Ni lo son ni lo dejan de ser. Ahora bien, mejor hablar con esa persona por Skype, hacerle preguntas, y asegurarse con el DNI o con algún dato de quién es. Y de verse, mejor quedar en un sitio público, y dejar datos a alguien de confianza. Parece muy de ‘ciencia ficción’ lo que digo, pero un psicópata (hombre o mujer) es alguien con apariencia inofensiva y no lo lleva tatuado en la frente. Mejor dedicar mucho tiempo a charlar por Skype tratando de averiguar cosas sobre esa persona, hacerle preguntas y fijarse en sí hay contradicciones o algo que no cuadre, antes de verse personalmente. ¡Ah! Y no hacerse cuentos o fantasear con que ‘él es el amor de mi vida’. A veces, él sin ser un hombre malo, es simplemente un aprovechado de la baja autoestima femenina de alguna mujer. Y, claro, le pasará un papel de lija por el corazón.

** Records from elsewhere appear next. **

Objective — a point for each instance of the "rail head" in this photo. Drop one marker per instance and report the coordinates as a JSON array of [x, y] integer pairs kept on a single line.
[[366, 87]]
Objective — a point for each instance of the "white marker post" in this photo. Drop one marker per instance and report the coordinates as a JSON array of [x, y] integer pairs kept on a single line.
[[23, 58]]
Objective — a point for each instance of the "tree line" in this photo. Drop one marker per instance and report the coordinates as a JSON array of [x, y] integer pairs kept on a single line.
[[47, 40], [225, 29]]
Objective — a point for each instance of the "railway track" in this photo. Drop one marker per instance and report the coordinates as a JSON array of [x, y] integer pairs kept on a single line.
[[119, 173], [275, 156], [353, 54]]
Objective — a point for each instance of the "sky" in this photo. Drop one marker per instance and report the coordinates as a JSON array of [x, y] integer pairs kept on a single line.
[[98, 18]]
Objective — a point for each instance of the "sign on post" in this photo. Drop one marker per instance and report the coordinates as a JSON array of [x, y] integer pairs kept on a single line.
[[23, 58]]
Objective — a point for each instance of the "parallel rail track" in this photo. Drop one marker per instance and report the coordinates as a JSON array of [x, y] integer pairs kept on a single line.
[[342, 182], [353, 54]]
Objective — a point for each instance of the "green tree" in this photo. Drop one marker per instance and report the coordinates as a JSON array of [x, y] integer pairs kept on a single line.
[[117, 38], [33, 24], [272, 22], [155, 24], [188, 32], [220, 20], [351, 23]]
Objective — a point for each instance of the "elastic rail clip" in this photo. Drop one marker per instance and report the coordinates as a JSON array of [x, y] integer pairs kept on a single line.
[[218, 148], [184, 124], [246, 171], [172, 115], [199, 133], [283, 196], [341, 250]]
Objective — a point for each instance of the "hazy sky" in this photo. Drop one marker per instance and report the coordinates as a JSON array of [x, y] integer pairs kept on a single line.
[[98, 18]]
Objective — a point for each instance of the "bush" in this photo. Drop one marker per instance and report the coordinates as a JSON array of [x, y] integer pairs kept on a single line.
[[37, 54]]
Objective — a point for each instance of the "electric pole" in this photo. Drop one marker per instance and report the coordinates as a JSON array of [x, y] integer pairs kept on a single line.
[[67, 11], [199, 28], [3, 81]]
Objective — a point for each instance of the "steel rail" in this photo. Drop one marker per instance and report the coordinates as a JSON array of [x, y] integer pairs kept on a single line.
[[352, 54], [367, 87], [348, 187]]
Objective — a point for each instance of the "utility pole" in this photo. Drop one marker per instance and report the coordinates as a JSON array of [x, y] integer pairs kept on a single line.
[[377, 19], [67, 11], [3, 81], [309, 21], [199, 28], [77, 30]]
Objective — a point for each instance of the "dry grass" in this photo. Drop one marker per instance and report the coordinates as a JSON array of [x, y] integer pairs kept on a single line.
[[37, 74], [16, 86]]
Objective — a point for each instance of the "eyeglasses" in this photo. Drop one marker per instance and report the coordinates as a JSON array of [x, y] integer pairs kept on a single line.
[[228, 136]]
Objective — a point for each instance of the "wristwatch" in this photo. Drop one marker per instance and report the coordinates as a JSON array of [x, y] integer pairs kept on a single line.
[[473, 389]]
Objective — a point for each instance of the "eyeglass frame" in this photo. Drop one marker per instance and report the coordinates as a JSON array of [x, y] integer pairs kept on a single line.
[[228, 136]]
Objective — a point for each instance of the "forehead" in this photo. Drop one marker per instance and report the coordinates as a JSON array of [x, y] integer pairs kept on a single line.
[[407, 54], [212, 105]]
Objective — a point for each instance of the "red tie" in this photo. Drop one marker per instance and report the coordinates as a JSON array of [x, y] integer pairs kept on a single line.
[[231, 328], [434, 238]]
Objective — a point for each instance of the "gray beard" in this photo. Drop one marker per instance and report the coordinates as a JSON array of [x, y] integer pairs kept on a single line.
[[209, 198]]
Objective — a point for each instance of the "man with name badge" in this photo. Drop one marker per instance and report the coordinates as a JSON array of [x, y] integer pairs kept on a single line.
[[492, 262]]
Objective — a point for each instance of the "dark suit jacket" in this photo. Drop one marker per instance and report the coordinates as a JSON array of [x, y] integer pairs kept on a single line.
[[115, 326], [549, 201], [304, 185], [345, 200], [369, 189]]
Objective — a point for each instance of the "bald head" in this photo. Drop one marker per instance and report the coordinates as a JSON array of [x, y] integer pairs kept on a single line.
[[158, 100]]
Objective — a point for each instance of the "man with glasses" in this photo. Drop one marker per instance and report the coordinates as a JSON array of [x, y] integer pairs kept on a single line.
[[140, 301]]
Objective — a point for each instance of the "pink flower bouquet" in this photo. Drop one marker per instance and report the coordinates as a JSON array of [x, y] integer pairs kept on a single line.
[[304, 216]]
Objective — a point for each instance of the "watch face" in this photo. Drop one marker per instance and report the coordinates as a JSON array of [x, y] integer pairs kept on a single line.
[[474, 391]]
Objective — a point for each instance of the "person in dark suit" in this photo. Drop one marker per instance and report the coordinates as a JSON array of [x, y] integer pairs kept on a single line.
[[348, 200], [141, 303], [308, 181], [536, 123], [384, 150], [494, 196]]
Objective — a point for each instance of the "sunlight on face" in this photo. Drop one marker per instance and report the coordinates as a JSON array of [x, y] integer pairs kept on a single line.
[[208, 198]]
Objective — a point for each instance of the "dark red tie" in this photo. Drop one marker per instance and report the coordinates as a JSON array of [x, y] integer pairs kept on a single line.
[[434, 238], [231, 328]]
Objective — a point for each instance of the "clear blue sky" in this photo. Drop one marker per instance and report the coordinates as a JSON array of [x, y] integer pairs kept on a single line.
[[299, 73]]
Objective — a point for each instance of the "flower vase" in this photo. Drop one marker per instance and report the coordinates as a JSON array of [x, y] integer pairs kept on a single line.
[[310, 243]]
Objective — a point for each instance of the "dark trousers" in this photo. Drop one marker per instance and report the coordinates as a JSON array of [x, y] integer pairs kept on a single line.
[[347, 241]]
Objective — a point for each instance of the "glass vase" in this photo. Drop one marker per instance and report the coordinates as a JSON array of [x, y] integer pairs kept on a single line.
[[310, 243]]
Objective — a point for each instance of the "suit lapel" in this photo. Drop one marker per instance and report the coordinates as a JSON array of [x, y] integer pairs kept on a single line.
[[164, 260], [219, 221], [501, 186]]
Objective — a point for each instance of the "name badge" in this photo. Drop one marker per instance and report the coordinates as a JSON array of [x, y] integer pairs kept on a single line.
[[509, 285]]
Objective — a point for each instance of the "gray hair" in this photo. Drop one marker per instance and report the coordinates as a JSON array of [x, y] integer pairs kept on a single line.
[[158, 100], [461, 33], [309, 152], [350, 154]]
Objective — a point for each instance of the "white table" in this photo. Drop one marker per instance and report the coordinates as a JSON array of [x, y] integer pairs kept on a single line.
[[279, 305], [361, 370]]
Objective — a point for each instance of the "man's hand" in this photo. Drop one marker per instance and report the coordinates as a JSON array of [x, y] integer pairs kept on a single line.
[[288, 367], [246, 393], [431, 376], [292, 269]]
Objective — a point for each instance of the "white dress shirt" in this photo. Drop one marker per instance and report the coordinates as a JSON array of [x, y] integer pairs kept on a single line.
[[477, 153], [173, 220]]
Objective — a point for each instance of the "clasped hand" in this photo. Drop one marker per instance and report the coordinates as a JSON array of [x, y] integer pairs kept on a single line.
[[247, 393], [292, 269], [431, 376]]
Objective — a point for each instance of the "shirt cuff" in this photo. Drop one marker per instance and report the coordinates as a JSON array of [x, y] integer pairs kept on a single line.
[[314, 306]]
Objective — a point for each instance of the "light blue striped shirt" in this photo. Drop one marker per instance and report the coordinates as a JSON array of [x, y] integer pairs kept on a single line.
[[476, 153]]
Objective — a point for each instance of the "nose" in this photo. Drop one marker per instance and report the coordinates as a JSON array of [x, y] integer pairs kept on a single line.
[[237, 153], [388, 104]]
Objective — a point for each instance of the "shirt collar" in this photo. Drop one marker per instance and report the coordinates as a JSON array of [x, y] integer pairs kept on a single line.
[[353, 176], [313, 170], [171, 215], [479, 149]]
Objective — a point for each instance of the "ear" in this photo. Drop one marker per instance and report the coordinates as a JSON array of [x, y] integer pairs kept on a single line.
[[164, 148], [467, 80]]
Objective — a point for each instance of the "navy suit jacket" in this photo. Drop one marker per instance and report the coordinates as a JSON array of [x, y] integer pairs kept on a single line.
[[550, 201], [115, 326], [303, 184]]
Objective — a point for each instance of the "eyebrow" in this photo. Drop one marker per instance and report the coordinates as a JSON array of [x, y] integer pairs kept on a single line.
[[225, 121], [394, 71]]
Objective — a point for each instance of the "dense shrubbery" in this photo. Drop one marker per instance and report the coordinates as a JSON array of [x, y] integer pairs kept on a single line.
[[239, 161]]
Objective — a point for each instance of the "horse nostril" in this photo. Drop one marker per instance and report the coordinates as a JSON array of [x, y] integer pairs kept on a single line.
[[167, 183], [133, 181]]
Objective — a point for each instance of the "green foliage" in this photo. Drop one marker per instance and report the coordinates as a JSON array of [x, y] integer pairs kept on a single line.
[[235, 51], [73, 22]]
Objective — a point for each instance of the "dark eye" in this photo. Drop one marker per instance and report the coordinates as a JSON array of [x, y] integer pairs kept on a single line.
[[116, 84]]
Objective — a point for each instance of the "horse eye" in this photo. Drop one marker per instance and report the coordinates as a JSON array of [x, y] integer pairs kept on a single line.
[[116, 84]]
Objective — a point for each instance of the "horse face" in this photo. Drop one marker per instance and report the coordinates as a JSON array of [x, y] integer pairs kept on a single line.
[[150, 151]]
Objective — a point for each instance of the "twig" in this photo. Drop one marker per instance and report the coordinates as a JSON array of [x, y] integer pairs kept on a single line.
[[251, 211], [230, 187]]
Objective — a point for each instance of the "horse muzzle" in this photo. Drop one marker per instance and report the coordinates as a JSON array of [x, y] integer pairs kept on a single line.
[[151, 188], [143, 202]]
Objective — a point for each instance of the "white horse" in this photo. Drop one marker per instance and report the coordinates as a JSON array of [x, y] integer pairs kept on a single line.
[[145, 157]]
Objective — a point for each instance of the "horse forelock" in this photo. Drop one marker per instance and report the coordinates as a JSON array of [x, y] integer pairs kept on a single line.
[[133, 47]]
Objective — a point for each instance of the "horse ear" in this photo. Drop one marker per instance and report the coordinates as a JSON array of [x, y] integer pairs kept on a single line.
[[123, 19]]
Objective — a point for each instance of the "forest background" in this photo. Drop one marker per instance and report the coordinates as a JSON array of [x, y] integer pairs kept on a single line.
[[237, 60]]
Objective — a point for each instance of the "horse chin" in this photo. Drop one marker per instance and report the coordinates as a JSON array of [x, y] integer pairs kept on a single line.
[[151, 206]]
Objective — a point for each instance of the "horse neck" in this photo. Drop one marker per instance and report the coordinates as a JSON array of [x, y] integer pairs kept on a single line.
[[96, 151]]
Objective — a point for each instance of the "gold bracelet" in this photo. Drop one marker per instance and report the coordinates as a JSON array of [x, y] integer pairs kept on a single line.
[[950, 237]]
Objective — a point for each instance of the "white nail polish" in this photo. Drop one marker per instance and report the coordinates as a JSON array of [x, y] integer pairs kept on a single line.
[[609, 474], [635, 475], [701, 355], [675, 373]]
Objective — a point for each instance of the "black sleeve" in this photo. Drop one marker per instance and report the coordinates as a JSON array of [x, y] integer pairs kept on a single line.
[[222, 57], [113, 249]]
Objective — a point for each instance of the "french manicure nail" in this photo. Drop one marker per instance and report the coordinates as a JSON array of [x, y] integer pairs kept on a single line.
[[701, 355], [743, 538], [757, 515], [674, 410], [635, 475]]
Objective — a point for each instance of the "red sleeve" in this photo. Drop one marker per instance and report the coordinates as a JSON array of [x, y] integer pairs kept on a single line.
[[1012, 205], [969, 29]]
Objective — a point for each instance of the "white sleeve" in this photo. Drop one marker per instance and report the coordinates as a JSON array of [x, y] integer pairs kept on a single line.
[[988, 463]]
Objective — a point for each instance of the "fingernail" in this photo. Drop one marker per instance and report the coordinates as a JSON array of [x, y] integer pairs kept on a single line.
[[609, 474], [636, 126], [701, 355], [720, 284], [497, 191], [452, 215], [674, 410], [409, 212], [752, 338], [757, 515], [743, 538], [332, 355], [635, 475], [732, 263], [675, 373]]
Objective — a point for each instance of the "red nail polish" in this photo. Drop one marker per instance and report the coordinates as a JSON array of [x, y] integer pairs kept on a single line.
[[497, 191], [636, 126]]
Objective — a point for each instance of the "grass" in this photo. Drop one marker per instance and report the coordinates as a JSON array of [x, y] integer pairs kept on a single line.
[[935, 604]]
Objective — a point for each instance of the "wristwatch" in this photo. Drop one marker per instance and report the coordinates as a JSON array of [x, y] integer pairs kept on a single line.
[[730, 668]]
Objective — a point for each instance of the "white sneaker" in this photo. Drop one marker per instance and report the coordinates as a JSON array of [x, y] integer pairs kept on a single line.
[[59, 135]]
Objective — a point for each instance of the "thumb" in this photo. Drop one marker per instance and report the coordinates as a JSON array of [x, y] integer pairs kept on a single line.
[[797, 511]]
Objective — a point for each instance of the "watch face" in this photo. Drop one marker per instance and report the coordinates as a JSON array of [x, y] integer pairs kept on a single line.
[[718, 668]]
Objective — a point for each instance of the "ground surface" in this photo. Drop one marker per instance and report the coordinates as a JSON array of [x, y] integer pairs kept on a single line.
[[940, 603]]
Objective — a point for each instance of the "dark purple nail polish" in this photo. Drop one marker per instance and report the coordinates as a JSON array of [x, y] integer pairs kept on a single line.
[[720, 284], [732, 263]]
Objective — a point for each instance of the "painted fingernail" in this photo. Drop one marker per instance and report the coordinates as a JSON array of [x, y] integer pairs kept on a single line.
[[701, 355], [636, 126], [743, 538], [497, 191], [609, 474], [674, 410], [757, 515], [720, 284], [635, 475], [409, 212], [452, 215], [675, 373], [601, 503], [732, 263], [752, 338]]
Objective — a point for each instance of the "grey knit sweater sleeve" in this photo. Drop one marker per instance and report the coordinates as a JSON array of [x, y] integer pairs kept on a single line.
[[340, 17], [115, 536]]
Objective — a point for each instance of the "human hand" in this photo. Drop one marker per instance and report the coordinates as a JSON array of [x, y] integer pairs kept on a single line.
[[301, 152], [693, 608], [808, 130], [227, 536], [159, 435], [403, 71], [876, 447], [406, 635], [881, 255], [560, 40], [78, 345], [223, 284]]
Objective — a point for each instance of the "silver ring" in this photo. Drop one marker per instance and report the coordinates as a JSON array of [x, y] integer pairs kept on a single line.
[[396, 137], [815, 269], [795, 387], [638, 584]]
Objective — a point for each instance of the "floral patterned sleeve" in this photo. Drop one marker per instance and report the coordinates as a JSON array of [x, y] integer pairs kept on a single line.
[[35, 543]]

¿Los años  pesan mucho a la hora de buscar relaciones duraderas? ¿El amor entre parejas de diferente edad tiene fecha de caducidad?  Y ¿son las mujeres las que llevan todas las de perder cuando él es menor?

No, necesariamente. La madurez no está relacionada con la edad, sino con el alma. Así que si la relación es a nivel de alma, triunfará. Pero si está basada en el ‘hambre emocional’, no durará o irá a trompicones, y será conflictiva.

Las canciones de amor siempre hablan de relaciones conflictivas, donde solo ama él o ella, de abandono, etc., ¿es que el amor bonito no es posible?
Claro que lo es, pero no vende. Vende más el desamor, el dolor, la victimización… porque empatiza con el estilo de vida y la actitud de la mayoría. La gente escoge aquello que se le parece, que le es familiar y que le refrenda su conducta disfuncional. A la mayoría no le interesa cambiar a mejor sino que le justifiquen su ‘hambre emocional’, la mala gestión de su vida. A mí me parece horrorosa la letra de esa canción que dice Sin ti no soy nada… ¡Caramba!, yo sin ti soy yo, pero sin mí, es cuando de verdad no soy nada. Por eso, yo acuñé las frases: ‘No te quites la corona ni para dormir’. Y, ‘Eres lo mejor que te ha pasado’.

¿Cómo hacemos para amar y que nos correspondan?

Amarnos a nosotros mismos. Si te amas, ya tienes quien te corresponda: tú. Y, desde ahí podrás apreciar y reconocer, o al revés, a los que te amen. Y valorar su amor.